The second Ballad, and much the longest, The Demon Lover, is inspired by a Celtic legend of a married woman lured away by the demonic spirit of her former sailor lover.  But like the best symphonic poems of other traditions, this one does not take a narrative approach to the music.  McEwen preferred to construct a symphonic structure related to the legend by tone colour and mood rather than in form.  Sadly, the composer never managed to get this work performed.

It begins with swaying themes that suggest the sea.  More so than the other Ballads, the spirit of Tristan und Isolde hovers over this music, especially in the harmonic procedures, yet it isn't derivative.  A slow, mysterious theme based on a repeated four-note motif rising and falling pursues its way like a funeral march.  After it rises to a shattering climax, a new andante melody suggests passion and longing.  The sombre four-note motif recurs.  The music then bursts into the extended allegro section which comprises the second half of the work.  Here the surging waves of multiple climaxes create a melodramatic atmosphere amidst chromatic Tristan-esque harmonies.  The last and greatest climax is followed, not by a full-scale recapitulation, but by a diminuendo passage which winds its way down to silence.

The last and most musically inventive of these three tone poems is called Grey Galloway.  The title refers to the southwestern corner of Scotland, between Glasgow and Carlisle, a beautiful land of rolling hills and sea lochs, and yet a land which has seen much battle and bloodshed through the centuries.  The music opens with a march-like theme punctuated by brass chords, making almost Wagnerian use of the large brass section of the orchestra.  The dotted rhythm includes in its second bar a "Scotch snap", the rhythm of an eighth note followed by a dotted quarter.  There follows an extended tranquil section whose lyrical beauty brings to mind the rolling landscapes of the Galloway hills.

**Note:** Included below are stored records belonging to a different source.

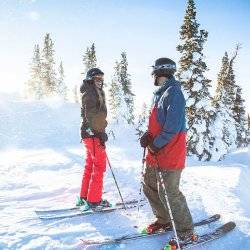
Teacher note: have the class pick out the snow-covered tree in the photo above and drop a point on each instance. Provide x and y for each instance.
(230, 120)
(121, 97)
(223, 122)
(128, 96)
(89, 58)
(248, 129)
(75, 94)
(191, 73)
(61, 86)
(115, 95)
(48, 66)
(238, 108)
(34, 84)
(141, 125)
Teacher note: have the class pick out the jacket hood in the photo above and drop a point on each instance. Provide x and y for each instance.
(84, 86)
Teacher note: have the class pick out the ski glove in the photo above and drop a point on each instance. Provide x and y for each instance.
(103, 137)
(146, 139)
(153, 149)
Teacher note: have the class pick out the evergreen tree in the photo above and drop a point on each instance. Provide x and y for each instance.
(75, 94)
(128, 96)
(121, 97)
(223, 122)
(61, 86)
(48, 64)
(115, 95)
(141, 126)
(238, 108)
(89, 58)
(195, 85)
(248, 129)
(34, 84)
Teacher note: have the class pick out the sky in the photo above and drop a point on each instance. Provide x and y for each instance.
(144, 29)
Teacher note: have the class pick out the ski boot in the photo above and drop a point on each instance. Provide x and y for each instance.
(96, 206)
(80, 201)
(156, 227)
(184, 238)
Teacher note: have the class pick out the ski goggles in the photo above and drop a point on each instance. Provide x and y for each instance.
(98, 78)
(163, 66)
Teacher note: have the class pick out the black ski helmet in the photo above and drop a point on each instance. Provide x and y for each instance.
(164, 67)
(93, 72)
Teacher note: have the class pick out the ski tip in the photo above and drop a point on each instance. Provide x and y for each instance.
(230, 225)
(217, 216)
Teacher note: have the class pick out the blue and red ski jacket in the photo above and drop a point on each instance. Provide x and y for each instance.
(167, 125)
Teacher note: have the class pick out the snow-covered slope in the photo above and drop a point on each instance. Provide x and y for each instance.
(41, 163)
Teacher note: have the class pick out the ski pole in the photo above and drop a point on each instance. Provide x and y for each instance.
(167, 201)
(116, 182)
(142, 170)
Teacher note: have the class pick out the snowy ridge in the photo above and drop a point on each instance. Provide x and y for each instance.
(41, 167)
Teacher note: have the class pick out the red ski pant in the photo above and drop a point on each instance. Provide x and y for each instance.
(95, 166)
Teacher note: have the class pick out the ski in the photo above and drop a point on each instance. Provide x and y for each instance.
(202, 239)
(75, 208)
(136, 236)
(88, 212)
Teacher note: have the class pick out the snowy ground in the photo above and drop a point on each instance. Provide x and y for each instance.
(41, 164)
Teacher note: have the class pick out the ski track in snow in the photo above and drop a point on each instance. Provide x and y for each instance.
(41, 167)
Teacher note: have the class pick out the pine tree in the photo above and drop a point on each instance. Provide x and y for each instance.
(34, 84)
(61, 86)
(128, 96)
(238, 108)
(141, 126)
(248, 129)
(48, 64)
(121, 97)
(75, 94)
(89, 58)
(115, 95)
(195, 85)
(223, 122)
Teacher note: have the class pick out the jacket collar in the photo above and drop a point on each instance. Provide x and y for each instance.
(165, 85)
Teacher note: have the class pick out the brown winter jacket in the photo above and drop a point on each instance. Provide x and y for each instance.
(93, 110)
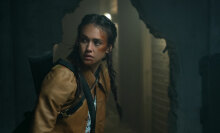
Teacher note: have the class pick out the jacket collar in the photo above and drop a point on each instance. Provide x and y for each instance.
(104, 78)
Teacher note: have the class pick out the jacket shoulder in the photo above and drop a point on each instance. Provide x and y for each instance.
(59, 83)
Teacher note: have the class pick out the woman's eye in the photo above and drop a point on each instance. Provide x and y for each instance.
(97, 42)
(83, 40)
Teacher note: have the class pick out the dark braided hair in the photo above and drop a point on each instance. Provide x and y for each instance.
(109, 27)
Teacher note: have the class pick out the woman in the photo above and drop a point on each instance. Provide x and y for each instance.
(61, 88)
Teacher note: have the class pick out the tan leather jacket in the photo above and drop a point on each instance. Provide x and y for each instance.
(58, 91)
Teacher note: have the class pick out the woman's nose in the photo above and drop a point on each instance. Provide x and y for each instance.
(89, 46)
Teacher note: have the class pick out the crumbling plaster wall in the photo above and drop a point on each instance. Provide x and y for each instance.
(191, 29)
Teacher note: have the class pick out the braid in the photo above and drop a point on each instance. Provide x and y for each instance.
(112, 75)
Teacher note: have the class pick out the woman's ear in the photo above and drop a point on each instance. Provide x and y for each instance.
(109, 50)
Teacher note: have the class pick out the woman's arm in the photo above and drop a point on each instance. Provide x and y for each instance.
(57, 87)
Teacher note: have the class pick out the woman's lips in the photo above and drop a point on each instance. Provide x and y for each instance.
(88, 57)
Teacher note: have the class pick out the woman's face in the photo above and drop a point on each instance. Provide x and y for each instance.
(93, 45)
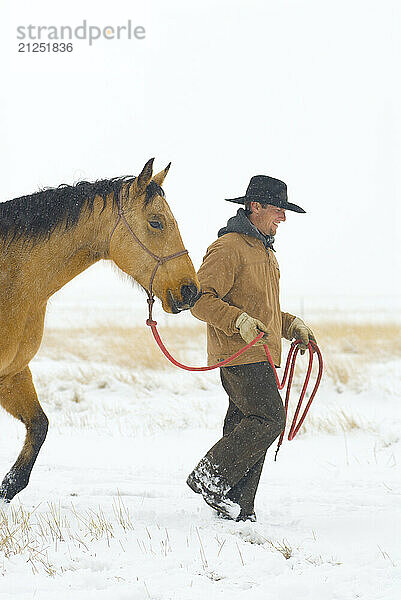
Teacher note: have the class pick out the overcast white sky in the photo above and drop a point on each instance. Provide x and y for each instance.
(307, 91)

A skillful crescendo passage leads into a turbulent militaristic battle scene incorporating another march theme.  The effect is not unlike the battle music of Smetana's tone poem Sarka.  A contrasting quieter passage contains wailing woodwind effects not unlike the keening of the pipes.  Eventually the uproar of the battle bursts out again, leading into a final brass-heavy recall of the opening theme to round the work off.

In a later post I'll cover another important work by McEwen which doesn't really fit into my theme today because it is decidedly un-Scottish in mood.

From McEwen I want to turn next to Hamish MacCunn.  I've heard a couple of recordings of his music which held my attention briefly.  But the first piece of his which I ever encountered is one of those remarkable works which is so ingrained in my mind that I can quite easily find myself humming it over when I haven't listened to a recording for months on end.  I'm humming it right now.

MacCunn's concert overture, Land of the Mountain and the Flood, declares itself Scottish by virtue of the title.  It's a line from a once-famous poem about Scotland by Sir Walter Scott, a poem I recall memorizing when I was in elementary school.

The music opens with a simple melodic idea which, in its short two-bar span, has already incorporated the characteristic "Scotch snap" rhythm.  This little melodic idea pervades much of the overture.  After a few introductory pages, a long singing tune is heard which forms the first main theme of the overture.  After some development, the opening two-bar motif returns, but in a more emphatic form which soon takes on a martial character.  With flourishes from the brasses and winds it rises to the overture's one and only really loud climax.  After that dies away, the singing melody returns and gradually leads to a joyful conclusion with brass fanfares.  It's not great, heaven-storming music, but it's full of life and jovial energy, and the themes -- as I already mentioned -- are nothing if not memorable.

None of this music incorporates such "Scottish" elements as bagpipes, folk tunes, or dance music, yet the Scottish feeling is somehow unmistakable in each of these works.  Taken purely as music, they are all definitely deserving of much more attention than they have received up until now.